Quand les cours d'eau montent à plus de 20°, on a des animaux qui sont fragilisés, qui ne se nourrissent plus, ce qui entraîne des pertes de croissance. Et donc, des pertes de production. Et si ça dure trop longtemps, ça devient létal pour les truites.
Morgan Catala, co-gérant de la ferme aquacole des Chutes d'Aston
Trop chaud, pas assez d'eau... Un cocktail explosif que les gérants de la ferme ont désamorcé au mieux, en optimisant au maximum leurs différents bassins.
Recyclage de l'eau
"Habituellement, sur la période estivale, on travaille avec 700 litres d'eau à la seconde pour le bon fonctionnement de l'exploitation", explique Morgan Catala, posté au bord d'un bassin de la ferme. "Cette année, on était plus proche des 400l/s", autrement dit, il a fallu passer l'été avec quasiment deux fois moins d'eau.
Des bassins de sortie d'eau ont été reconvertis en bassins d'élevage, afin de réutiliser l'eau au maximum, de s’adapter au faible débit et assurer, malré tout, le développement de l’élevage.
Plus la température monte, moins il y a d'oxygène dans l'eau.
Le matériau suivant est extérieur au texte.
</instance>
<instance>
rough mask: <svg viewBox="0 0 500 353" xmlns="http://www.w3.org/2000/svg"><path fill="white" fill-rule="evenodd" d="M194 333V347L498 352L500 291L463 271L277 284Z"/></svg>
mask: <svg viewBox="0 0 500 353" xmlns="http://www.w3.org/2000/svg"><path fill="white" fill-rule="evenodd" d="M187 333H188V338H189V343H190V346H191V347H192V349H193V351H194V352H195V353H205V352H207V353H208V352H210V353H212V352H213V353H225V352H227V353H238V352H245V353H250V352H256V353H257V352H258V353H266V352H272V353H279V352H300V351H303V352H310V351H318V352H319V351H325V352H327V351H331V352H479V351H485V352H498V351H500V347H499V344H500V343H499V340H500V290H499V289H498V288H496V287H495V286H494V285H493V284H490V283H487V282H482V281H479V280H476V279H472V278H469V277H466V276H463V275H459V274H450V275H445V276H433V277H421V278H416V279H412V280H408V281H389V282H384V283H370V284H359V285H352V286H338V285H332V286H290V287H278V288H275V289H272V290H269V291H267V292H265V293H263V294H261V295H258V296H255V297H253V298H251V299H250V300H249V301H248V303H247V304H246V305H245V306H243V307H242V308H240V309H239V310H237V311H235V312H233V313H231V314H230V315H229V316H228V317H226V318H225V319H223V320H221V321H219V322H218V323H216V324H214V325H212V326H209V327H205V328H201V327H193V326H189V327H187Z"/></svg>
C'est à ce moment-là que l'on a le plus besoin d'eau, mais qu'il y en a le moins de disponible pour les élevages.
Morgan Catala de la ferme aquacole
Y-a-t-il eu une hausse de mortalité chez les truites ? "C'est une évidence", répond le pisciculteur. "Un problème national, observé partout en France, y compris dans les régions les plus pluvieuses et productrices de truites comme en Normandie, en Bretagne ou au Pays-Basque", rajoute-t-il.
300 kilos de fumets en moins
Dans la boutique de l’exploitation, les réservations pour les fêtes ont débuté. Et cette année, il vaut mieux s’y prendre à l’avance. "Il faut prendre conscience qu'avec l'année que l'on vient de passer, on a moins de stock que d'habitude", nous dit Amandine Lafon.
Les produits phares de la ferme, ce sont la truite arc-en-ciel et de la grande truite sous forme de filet frais ou fumée.
En général, on tourne autour des 900 kilos de fumets pour les fêtes. Là, on a quand même 300 kilos de moins que l'année dernière.
Amandine Lafon, co-gérante
Résultat : le modèle de distribution a été revu. "Habituellement, 2/3 de la production part chez des revendeurs. Cette année, on a recentré sur la vente directe en gardant 50% de notre production."
Une production plus restreinte et des circuits plus courts, voilà peut-être les solutions qui pourraient permettre de pérenniser une filière particulièrement senible au réchauffement climatique.